影响美日韩三国成功合作的因素,除了它们之间在历史、政治、经济方面的关系,还包括中国与韩国的关系以及朝鲜自身的政治目的。中国是亚洲最大的经济体,拥有庞大的经济和军事实力,而且与朝鲜保持着友好的关系。在朝鲜问题上,中国曾多次要求韩国不与美日进一步的合作。关于南韩在2016年通过美国在韩国部署萨德的协议,中国表示强烈反对,认为这对中方带来了直接的国家安全威胁。中国坚持不懈劝阻劝韩国部署萨德且不再与美日两国展开安全合作。除此之外,朝鲜视核武器等军事力量为与美国谈判的一颗棋子。在美国能够保证不威胁朝鲜并且保证朝鲜的国家安全之前(包括撤离美军),朝鲜不可能答应与三方合作,达到CVID的条件。
 
朝鲜在1998年进行了第一次洲际弹道导弹实验,2006年成功执行了第一次核试验。如今,朝鲜不仅拥有超过百万的常规部队,还拥有与各国可对抗的大规模杀伤力武器。朝鲜半岛在2018年风云莫测。从朝鲜在平昌冬奥会的积极参与金与正访问首尔的举动可以看出两国和解的趋势。韩国的阳光政策也表示文在寅政府的积极态度。2018年5月,特朗普和金正恩的举行史无前例的会面,反应了美国希望推进无核化讨论的想法。这些进展把日本拒之门外,而日本也单方面的决定增加防御军事力量加强国家的防卫能力。在日本眼中,朝鲜所带来的安全问题是必须优先处理的,而韩国并非如此。

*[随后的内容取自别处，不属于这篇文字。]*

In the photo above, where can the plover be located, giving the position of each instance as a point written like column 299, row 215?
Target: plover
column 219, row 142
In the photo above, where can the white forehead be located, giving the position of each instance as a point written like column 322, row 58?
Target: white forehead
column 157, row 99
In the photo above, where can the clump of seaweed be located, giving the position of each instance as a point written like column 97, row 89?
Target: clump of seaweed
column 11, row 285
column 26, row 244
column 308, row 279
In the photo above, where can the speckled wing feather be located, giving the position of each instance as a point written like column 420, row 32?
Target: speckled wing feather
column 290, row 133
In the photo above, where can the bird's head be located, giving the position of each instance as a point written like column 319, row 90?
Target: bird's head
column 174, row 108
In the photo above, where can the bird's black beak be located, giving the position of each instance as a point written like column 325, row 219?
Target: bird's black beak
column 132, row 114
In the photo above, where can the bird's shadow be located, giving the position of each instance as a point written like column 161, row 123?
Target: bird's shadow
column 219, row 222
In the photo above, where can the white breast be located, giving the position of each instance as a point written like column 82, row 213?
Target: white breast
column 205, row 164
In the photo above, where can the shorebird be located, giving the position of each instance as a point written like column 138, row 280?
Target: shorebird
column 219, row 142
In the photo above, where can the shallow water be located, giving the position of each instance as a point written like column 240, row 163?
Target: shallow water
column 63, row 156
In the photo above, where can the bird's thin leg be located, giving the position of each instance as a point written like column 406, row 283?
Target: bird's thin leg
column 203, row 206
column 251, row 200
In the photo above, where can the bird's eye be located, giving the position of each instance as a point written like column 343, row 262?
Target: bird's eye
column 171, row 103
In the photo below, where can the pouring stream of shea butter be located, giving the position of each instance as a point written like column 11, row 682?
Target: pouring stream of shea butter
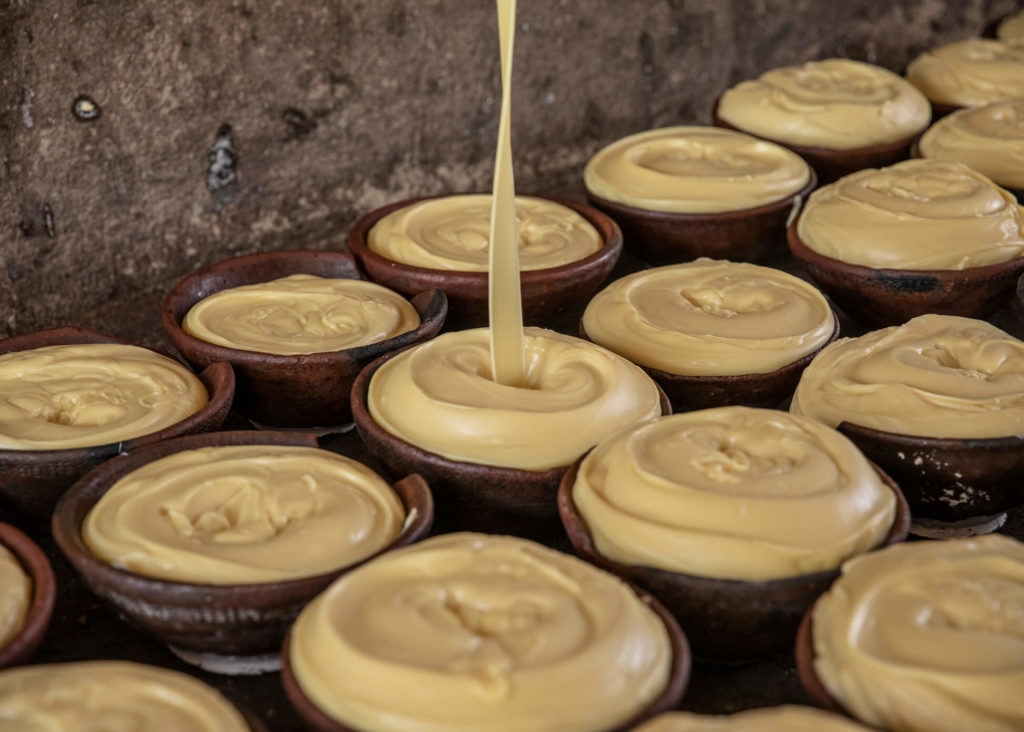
column 507, row 350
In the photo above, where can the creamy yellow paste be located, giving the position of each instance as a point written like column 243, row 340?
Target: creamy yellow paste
column 936, row 376
column 919, row 214
column 111, row 696
column 476, row 633
column 928, row 637
column 837, row 103
column 454, row 232
column 732, row 492
column 1012, row 29
column 775, row 719
column 15, row 596
column 694, row 170
column 710, row 317
column 301, row 313
column 244, row 514
column 990, row 139
column 440, row 397
column 97, row 393
column 970, row 73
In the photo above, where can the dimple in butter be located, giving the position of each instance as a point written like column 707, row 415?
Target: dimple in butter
column 710, row 317
column 66, row 396
column 301, row 313
column 935, row 376
column 244, row 514
column 112, row 696
column 476, row 633
column 732, row 492
column 454, row 232
column 927, row 637
column 576, row 394
column 836, row 103
column 919, row 214
column 694, row 170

但作者表示,即使韩国希望与朝鲜的合作,日韩出于在亚洲的安全利益也应该进一步的与美国合作。
 
俄罗斯战略与中导条约的终结
Russian Strategy and the End of the INF Treaty
迈克尔·菲兹西蒙斯(Michael Fitzsimmons),《生存》(The Survival), 2018年第6期60卷
 
美国与俄罗斯在1987年达成的中程导弹协议(INF)很有可能终止。美国在2014年就开始怀疑俄罗斯在违反条约的规定。即便俄罗斯不太可能停止中程导弹的发展,美国也不该退出INF。作者指出,所有关于INF的讨论都忽视俄罗斯违反INF的动机。作者认为俄罗斯的动机有五种可能。第一,俄罗斯可能希望通过中程导弹的发展在欧洲取得军事优势。虽然俄罗斯在发展空射和海射的巡航导弹方面足以对抗美国的同类导弹,俄罗斯对地射武器有着更大的偏好。这是因为俄罗斯的土地辽阔,它可以更灵活的使用地面发射的武器。中程的地面发射武器会给俄罗斯带来一定的军事优势。
 
第二,俄罗斯也许希望利用中程导弹的发展来考验北约的团结程度。作者分析,与西欧相比,这些新的中程导弹会对东欧造成更大的威胁,由此可能使得西欧疏远东欧。
 
第三,发展SSC-8也许是俄罗斯在亚洲保持军事优势的重要策略之一。近年来,中国扩大了它的短程和中程导弹库存,在亚洲的军事力量不可忽视。俄罗斯周边的伊朗、印度、北韩和巴基斯坦也都持有中程导弹。这种地理的夹持对俄罗斯造成了直接的在威胁。在2005年和2007年,俄罗斯曾两次提出终止INF协议,希望发展中程导弹,用于防卫中国、巴基斯坦、北韩等国家。虽然美国没有在当年同意终止协议,但是它理解周边国家对俄罗斯造成的安全问题。
 
第四,SSC-8的发展也许是官僚主义的惯性造成的问题。有些专家分析,SSC-8也许是俄罗斯导弹开发者将SLCM由地面的发射器发射而造成的中程导弹。由于INF只限制了地面发射导弹,在发射器上发射一个海射导弹在名义上违反了INF,但却没有实质性的违反INF的条规。这可能表示,SSC-8只是由官僚主义造成的误会,反应了导弹开发者对国际条规和协议的无知。但作者指出,虽然这个解释在SSC-8最初的发展阶段是可行的,但现在已经不能如此看待。俄罗斯在2017年部署SSC-8的举动表示俄罗斯已正式的将SSC-8划入自己的军事策略中。
 
第五,俄罗斯的SSC-8很可能是它的一种战略威慑。作者认为这一点是最有说服力的解释。核战前威慑是保持俄罗斯区域安全很重要的策略;常规精准武器和核威慑二者并重的防卫策略才能保证俄罗斯在全球和区域的安全。有了SSC-8这种常规精准武器作为核战前威慑才能更成功运用核威慑的战略。
 
作者分析,INF牵扯俄罗斯政治、军事、国家安全等利益,因此俄罗斯有很多违反INF条规的动机。欧洲与美国不太可能劝阻俄罗斯放弃它的SSC-8部署。但同时,SSC-8的存在不会给欧洲带来太多的安全威胁。